Sebenarnya harus melawan delapan orang.
Reynolds juga cukup terkejut, tenggorokannya bergetar, modifikasi mekanisnya sangat sempurna.
Mereka sepertinya tidak tahu banyak tentang persidangan ini. Apakah mereka begitu terkejut karena harus melawan delapan orang?
Li Ming mengamati semua orang dalam diam, berdiri di paling belakang, pandangannya cukup luas.
Dan Costa sudah berbicara, “Pelatih, bisakah Anda memberi tahu kami, total ada berapa ronde?
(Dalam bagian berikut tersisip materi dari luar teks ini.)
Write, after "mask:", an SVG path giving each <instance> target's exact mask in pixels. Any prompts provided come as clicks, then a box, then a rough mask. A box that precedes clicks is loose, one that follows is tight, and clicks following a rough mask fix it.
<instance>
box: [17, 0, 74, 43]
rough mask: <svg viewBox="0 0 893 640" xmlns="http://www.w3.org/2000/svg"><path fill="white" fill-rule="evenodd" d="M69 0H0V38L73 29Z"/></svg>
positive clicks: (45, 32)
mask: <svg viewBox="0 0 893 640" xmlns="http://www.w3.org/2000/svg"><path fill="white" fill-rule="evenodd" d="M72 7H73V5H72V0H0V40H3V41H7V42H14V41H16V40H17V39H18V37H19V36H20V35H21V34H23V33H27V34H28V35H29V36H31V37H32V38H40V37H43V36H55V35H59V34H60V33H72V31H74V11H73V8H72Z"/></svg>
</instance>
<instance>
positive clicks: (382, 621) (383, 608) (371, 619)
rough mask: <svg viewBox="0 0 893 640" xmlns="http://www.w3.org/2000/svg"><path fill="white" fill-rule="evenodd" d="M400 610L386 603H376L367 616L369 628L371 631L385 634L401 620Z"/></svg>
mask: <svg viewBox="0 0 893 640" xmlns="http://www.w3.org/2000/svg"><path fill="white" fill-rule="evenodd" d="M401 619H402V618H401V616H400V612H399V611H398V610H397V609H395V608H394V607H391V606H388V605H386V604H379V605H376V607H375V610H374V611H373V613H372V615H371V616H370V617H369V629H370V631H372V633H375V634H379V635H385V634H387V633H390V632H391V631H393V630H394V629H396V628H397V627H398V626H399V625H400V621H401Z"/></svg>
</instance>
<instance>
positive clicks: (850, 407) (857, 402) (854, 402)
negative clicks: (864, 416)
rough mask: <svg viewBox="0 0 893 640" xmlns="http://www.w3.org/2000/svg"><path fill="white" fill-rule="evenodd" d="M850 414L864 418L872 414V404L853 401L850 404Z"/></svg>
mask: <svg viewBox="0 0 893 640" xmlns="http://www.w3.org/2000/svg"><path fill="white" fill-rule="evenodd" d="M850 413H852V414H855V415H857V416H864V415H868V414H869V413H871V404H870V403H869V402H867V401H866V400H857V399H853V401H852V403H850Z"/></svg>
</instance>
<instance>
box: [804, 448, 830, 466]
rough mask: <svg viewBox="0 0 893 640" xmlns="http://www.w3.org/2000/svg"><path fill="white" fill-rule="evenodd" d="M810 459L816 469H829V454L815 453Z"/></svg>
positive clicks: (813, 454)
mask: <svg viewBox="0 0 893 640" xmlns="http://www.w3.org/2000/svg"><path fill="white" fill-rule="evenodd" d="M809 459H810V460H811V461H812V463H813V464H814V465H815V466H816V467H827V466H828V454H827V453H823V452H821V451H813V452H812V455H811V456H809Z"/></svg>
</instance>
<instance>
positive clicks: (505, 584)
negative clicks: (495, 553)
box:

Apakah ini ronde terakhir?”
Reynolds ragu-ragu untuk berbicara. Sesaat kemudian, Costa terbang keluar, dan suara raksasa itu dingin, “Sebenarnya aku lupa berapa ronde yang dibutuhkan untuk persidangan ini, sungguh tidak berguna.”
Mulut Costa berkedut saat dia kembali, berdiri diam di tengah timnya.
“Dia memang bisa berkomunikasi, tapi sebaiknya jangan bertanya sembarangan,” Mikhail mengingatkan mereka kali ini.
Di arena, Lancaster sudah kembali terlibat dalam pengepungan yang panik, dan kali ini, benar-benar putus asa.